CICLing Verifiability, reproducibility, and working description policy
Bottom line
In a restaurant you are offered not only a menu but also food. Same here. Your paper is the menu that describes the food you cooked. Code and data are the food.
In mathematics, a paper consists mainly of proofs; a paper without proofs is a nonsense. Same here. Description of your work is formulation of a theorem ("our method gives 3% better results"); code and data are proof of the theorem.
What we should publish (= make public) in computer science are algorithms (code) and data (resources), not their descriptions (papers). In an ideal world, a paper would be only an attachment to the code/data. Not vice versa as we do now... or do we?
What to submit and why
Starting from 2011, CICLing implements a policy of giving preference to papers with verifiable and reproducible results:
If the authors claim to have obtained a result, we encourage them to make all the input data necessary to verify and reproduce the result available to the community.
If the authors claim to advance human knowledge by introducing an algorithm, we encourage them to make the algorithm itself -- and not only its (usually vague and incomplete) description -- available to the public.
If the authors claim to have compiled a lexical resource, we encourage them to make the resource itself -- and not only its description -- available to the public.
Code: We encourage the authors to submit, together with the paper, a program (open source), as simple as possible, that follows the described algorithm and generates the results presented in the paper. No need in any sophisticated interface or performance improvements -- only easy to understand source code that generates the claimed results. Think of it as a proof of a theorem: the result reported in your paper is a theorem, and the source code generating this result is its proof. Our sole purpose is to exactly reproduce your results and to be sure that it is reproduced with exactly the same method as you describe. Minimalistic approach is the best: just implement your algorithm in a way simple to read and understand, nothing else. Please extensively comment your code. Naturally, input data are to be presented together with the code; when this is impossible, you can provide instructions on where the data can be obtained (e.g.: WordNet, Google pentagrams, etc. need not to be included with your code, but we do need instructions on how we can obtain exactly the version you used; using standard software or corpora is highly preferable over home-made ones when possible).
Resource: We encourage the authors to submit, together with the paper, a program (open source), as simple as possible, that follows the described algorithm and generates the results presented in the paper. No need in any sophisticated interface or performance improvements -- only easy to understand source code that generates the claimed results. Think of it as a proof of a theorem: the result reported in your paper is a theorem, and the source code generating this result is its proof.
We will give a special best verifiability, reproducibility, and working description award to the authors of the software that in the best way fulfills the above goals (that is: the simplest and clearest code that proves the claims of the paper and allows one to exactly reproduce its results).

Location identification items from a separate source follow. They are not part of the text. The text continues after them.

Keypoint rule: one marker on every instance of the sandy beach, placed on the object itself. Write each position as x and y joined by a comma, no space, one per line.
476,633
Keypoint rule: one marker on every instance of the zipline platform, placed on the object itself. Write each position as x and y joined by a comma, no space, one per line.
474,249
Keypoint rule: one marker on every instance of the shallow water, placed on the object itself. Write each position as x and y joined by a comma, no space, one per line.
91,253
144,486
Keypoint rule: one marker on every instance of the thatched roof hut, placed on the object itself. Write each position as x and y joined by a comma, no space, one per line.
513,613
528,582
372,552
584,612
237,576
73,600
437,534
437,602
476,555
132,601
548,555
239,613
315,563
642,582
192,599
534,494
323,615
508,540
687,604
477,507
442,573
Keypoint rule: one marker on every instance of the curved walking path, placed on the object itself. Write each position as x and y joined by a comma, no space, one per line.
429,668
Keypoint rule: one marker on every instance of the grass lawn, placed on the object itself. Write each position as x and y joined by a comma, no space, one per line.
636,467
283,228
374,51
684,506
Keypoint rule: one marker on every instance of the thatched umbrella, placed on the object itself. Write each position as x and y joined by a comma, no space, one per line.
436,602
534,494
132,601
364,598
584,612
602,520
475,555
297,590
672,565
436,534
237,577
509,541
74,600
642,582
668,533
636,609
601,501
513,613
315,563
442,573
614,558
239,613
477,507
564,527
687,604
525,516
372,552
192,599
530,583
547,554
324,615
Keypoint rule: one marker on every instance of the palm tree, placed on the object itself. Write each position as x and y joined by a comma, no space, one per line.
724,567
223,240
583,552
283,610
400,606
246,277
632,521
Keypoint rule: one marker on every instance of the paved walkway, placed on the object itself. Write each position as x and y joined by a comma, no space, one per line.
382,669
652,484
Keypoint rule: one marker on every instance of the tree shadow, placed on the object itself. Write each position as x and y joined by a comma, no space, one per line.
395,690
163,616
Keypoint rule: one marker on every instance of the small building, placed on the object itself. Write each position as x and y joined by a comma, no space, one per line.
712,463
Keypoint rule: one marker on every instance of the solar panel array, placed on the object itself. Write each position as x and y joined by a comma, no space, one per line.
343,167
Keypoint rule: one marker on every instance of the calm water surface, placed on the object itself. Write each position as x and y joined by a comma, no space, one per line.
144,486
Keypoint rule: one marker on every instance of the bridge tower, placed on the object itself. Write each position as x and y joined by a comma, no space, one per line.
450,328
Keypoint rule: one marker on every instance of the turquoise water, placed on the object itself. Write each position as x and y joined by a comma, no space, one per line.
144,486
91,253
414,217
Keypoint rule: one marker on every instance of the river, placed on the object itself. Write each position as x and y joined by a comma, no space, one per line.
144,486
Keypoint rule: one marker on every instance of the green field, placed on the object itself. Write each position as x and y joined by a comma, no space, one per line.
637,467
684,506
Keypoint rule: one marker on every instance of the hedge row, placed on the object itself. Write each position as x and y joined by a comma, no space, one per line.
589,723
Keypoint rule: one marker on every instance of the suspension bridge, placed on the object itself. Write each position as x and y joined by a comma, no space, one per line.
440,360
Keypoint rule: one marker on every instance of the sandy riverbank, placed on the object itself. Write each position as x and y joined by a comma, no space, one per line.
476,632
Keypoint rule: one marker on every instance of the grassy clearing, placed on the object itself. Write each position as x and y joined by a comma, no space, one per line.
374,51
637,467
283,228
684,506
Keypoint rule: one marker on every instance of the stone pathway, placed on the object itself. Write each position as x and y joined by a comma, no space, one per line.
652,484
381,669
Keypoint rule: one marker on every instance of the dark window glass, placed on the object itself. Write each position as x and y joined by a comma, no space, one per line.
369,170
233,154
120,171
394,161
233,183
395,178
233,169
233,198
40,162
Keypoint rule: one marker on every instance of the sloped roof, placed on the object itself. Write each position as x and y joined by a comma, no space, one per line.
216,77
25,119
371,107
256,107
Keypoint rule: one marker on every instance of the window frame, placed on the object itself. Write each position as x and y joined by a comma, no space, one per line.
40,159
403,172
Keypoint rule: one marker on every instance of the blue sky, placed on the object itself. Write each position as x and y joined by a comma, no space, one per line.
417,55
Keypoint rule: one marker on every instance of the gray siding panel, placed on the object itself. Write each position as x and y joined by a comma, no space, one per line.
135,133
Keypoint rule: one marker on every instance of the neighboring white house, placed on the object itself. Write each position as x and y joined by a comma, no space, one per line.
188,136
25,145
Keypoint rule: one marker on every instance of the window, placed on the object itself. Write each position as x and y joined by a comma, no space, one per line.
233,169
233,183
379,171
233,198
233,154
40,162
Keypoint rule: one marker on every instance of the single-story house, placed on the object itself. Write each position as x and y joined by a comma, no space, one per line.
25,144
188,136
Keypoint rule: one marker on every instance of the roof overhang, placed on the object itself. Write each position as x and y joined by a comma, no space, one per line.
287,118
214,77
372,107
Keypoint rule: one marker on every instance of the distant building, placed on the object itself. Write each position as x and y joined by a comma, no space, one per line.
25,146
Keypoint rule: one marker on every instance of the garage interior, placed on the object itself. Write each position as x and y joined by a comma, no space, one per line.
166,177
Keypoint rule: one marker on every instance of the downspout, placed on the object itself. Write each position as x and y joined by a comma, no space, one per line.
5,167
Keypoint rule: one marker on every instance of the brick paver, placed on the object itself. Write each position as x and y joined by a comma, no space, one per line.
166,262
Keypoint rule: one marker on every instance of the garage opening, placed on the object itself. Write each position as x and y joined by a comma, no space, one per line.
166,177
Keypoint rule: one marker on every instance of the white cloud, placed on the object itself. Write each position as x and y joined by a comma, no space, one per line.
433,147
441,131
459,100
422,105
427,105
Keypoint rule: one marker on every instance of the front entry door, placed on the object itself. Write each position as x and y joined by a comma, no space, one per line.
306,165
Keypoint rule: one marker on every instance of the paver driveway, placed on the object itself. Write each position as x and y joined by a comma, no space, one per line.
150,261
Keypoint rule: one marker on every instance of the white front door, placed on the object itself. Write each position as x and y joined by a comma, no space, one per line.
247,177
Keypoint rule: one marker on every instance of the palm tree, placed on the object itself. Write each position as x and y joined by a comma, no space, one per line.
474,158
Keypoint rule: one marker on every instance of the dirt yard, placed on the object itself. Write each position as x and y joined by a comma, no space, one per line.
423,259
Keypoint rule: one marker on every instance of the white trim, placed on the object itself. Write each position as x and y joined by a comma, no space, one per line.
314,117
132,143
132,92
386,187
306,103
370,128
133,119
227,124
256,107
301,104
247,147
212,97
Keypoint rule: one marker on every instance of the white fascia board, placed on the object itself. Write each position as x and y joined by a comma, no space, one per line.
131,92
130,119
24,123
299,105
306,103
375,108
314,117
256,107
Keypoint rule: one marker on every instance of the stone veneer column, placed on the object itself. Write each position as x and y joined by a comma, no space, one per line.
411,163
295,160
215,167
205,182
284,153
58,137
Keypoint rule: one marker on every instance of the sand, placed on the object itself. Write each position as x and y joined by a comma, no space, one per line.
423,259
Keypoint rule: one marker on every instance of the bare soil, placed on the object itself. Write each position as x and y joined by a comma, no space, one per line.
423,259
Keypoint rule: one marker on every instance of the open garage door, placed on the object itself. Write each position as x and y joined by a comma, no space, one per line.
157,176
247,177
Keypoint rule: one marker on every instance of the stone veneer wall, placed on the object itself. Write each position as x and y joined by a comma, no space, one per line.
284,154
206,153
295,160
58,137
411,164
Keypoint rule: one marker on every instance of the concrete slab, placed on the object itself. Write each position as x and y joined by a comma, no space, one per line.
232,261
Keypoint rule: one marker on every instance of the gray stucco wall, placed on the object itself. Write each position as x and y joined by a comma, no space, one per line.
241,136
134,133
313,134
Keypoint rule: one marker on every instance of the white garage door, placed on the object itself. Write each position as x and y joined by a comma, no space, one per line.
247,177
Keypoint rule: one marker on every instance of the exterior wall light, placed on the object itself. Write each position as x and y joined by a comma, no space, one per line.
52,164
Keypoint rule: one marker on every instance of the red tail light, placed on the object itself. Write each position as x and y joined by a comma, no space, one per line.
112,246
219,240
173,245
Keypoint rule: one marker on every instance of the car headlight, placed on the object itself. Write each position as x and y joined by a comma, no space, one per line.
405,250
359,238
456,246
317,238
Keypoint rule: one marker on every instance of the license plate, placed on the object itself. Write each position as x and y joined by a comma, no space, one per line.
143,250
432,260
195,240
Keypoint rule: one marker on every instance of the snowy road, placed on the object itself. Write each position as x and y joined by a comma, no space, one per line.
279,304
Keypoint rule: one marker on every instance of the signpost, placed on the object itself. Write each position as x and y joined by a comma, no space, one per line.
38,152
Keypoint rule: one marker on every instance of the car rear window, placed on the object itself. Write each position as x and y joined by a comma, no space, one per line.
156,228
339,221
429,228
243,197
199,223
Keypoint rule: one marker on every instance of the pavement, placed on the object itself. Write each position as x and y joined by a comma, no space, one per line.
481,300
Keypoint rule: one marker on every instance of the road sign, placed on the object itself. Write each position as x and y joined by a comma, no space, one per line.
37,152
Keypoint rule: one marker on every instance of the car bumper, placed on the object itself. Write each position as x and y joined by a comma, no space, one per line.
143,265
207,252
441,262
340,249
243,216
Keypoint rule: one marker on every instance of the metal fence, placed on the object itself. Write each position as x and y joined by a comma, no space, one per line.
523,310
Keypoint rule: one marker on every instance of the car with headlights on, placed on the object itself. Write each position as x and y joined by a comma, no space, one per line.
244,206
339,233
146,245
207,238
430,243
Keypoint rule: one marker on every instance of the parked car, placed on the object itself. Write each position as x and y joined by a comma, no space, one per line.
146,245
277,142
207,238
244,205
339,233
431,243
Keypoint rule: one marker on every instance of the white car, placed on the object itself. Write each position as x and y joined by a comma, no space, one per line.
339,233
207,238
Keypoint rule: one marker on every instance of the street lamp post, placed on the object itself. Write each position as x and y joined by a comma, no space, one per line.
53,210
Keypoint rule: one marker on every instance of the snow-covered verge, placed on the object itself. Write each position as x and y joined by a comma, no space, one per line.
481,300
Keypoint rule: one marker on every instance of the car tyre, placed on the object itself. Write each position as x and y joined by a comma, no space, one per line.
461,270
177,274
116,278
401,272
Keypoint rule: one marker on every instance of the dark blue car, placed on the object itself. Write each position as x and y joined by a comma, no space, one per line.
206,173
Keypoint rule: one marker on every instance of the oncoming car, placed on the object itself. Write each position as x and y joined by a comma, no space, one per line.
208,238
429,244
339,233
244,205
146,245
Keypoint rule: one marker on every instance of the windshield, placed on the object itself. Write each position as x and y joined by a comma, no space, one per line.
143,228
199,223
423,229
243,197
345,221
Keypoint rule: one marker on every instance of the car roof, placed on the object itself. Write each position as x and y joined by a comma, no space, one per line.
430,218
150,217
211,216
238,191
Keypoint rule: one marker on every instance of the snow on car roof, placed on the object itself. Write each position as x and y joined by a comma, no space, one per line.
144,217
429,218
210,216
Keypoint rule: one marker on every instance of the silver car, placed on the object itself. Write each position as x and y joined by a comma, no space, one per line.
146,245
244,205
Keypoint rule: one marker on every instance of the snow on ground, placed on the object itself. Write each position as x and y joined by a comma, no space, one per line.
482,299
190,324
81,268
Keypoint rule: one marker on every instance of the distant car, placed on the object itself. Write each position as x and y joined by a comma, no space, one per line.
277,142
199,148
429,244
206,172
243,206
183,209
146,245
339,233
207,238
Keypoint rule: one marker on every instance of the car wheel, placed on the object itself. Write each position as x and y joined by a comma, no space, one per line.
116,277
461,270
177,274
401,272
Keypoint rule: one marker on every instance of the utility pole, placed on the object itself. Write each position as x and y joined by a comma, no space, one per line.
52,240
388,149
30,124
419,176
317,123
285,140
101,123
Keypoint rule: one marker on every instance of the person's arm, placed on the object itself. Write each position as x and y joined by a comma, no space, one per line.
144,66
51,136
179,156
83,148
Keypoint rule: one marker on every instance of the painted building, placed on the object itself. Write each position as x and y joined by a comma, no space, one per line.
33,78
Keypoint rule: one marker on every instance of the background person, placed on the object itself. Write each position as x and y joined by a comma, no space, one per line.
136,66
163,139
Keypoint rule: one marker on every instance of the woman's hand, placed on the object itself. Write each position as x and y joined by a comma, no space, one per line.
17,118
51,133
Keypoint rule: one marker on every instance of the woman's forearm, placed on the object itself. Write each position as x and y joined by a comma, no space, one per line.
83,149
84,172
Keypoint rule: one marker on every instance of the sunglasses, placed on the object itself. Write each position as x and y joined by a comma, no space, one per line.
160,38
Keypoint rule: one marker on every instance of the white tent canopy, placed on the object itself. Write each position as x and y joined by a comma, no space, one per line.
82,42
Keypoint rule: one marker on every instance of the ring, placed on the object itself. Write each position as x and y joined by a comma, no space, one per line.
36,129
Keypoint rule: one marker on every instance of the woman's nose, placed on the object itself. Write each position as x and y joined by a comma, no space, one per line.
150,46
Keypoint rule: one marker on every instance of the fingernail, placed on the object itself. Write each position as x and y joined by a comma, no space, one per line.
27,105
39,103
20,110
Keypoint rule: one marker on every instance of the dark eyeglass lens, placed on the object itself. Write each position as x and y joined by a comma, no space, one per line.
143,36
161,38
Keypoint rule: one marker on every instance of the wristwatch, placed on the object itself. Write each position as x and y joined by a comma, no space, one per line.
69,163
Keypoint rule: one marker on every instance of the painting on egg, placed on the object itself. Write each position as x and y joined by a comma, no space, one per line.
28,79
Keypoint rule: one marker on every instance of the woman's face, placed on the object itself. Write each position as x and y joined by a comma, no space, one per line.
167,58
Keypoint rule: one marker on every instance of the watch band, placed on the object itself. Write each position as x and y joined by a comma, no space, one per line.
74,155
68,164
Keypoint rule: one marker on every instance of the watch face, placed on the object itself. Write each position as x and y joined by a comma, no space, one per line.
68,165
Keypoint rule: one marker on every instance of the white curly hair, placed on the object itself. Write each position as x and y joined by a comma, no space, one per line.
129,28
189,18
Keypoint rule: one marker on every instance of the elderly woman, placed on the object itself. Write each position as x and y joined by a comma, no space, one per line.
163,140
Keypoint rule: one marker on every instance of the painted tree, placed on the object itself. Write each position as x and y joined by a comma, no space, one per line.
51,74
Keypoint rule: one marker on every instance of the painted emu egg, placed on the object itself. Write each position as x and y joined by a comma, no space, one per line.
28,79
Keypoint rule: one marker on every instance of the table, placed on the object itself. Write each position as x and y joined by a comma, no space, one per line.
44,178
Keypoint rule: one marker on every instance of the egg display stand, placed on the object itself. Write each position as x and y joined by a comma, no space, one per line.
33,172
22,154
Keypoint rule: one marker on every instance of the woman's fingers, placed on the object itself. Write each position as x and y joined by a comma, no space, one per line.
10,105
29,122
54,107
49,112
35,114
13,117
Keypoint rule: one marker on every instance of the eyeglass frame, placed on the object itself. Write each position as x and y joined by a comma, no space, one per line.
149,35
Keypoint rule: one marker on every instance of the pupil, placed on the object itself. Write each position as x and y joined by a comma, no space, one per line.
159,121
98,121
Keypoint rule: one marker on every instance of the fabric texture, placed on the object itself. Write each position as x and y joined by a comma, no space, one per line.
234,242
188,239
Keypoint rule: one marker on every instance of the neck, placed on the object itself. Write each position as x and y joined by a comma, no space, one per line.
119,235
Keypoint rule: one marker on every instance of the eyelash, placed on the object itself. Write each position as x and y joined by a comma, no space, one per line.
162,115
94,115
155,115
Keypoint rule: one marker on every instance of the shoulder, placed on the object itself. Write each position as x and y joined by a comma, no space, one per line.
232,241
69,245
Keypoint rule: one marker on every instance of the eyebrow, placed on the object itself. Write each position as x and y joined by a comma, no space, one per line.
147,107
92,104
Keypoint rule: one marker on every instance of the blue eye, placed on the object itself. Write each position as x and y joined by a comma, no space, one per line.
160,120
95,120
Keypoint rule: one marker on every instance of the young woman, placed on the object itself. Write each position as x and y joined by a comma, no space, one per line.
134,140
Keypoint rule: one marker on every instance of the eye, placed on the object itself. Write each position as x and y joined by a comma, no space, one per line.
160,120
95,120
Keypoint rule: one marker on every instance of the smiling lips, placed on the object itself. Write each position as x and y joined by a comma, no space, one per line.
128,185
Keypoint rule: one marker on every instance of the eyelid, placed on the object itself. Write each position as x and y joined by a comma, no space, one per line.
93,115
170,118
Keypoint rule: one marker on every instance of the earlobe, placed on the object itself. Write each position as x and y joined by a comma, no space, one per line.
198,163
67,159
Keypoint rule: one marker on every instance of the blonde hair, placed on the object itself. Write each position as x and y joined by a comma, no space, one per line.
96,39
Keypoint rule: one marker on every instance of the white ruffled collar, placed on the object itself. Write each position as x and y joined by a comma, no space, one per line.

Submission of such code is not a requirement. For example, the nature of the paper may not require any additional data or code, or your experimental setting does not allow it, even after you have done all reasonable effort to make it possible. However, if the reviewers judge that the paper does require and does allow submission of the code and data to be verifiable and reproducible, then preference will be given to papers accompanied by the code. We do understand that you may not have had time to prepare the code. We will use common sense in applying this policy. If for any reason you cannot submit the code, go ahead and submit your paper normally.
What we ask for is not a demo or tool based on your paper, but a form of proof and working description of the algorithm in addition to the verbal description given in your paper. An approximation of the idea is the code submitted with Church & Umemura's paper to be permanently hosted at CICLing servers, and cited in the paper (see last line). You see, we don't mean anything complicated. You can also show demo programs or tools based on your method, either as part of your talk or at the demo session (and we will be happy to host on our servers such software that complements your paper), but this is not required. In contrast, we do believe that a publicly published scientific paper must be accompanied by a minimal working description of the algorithm, open-source and available to the community. (In fact even the other way round: the code ought to be accompanied by a paper.)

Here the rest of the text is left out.